Clemons: But you had assessments from people about all of this in the early 1930s that were avant-garde assessments. If you look at the broad political climate in the U.S., there's no way that their reports from Europe represented conventional thinking in the United States. They were way ahead.
Rodin: Totally way ahead. Now, in retrospect, we might have both tried to pressure the U.S. government more. And in our approach today, we would have done that, as well as tried to save more people. I wish they had done that.
On the other hand, the piece that the Foundation did in the 1930s and early 40s was so extraordinary, Steve, because they were making life-and-death decisions. They came to understand that, again, quite early. This is clear in reading both the diaries of the program officers and the decisions that they made. Many of those saved had an enormous effect on Western society, and even on America's growth. You know, often the interest has focused on how many of these scholars came and worked on the atom bomb—and we all know that story—but there were many other major thought leaders, particularly across the social sciences. Philosophy and psychology and sociology, the best minds, and ...

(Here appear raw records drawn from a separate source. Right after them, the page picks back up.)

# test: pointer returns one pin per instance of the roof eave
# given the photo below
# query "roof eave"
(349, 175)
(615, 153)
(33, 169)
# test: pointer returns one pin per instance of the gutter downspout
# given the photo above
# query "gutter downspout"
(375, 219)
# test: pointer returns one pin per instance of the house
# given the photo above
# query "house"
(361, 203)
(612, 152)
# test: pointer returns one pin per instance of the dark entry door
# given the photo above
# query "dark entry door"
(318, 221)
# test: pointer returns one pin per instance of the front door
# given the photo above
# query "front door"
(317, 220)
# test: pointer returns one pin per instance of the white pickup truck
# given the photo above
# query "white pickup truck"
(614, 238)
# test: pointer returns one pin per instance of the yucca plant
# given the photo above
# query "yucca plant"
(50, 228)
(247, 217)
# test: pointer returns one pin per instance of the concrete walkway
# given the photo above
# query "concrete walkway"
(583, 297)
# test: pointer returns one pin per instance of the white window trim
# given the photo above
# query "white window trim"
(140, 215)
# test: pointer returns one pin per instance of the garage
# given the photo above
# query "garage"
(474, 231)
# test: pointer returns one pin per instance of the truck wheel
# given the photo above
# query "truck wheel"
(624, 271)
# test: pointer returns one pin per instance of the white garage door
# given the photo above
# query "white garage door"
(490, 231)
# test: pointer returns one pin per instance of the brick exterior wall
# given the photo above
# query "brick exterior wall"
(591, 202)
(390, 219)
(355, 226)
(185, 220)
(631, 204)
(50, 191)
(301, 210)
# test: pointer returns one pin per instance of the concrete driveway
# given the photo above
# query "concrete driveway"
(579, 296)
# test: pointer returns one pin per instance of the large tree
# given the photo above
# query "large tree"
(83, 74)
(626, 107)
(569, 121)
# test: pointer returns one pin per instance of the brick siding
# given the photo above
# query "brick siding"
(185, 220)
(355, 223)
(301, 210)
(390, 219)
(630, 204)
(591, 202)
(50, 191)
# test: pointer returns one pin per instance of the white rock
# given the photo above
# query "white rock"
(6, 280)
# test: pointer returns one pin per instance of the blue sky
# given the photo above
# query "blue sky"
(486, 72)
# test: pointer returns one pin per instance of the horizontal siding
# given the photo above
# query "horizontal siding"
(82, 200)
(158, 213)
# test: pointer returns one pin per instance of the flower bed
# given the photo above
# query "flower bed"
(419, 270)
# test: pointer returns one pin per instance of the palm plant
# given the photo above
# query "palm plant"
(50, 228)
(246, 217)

Clemons: The efforts started out with folks in the public health arena …
Rodin: Because that's who we knew. So it was scientists, primarily in the medical and physical fields, that Rockefeller started with because that's who the Foundation was funding in those days in Western Europe. But very quickly and again, to the credit of our predecessors, they recognized that many others should be saved that had great potential for contributing to society if they were here and survived.
Clemons: Rockefeller had a process where people, nominators basically, sent in lists of who to save. Joseph Schumpeter, the famous economist, was active in nominating people. I think that this hasn’t really been recognized about Schumpeter, at least to my knowledge.
Rodin: I know. I know. And they did it despite it being so very tough. They had to say, 'OK this guy's too old,' you know, 'we're not going to get that much benefit.' So they made age decisions. They made field decisions. They made size-of-family decisions, because they were looking at thousands and thousands of possible refugees to rescue, and they could only save hundreds because they paid for all the family, and they relocated them if they were scientists. They set them up in laboratories.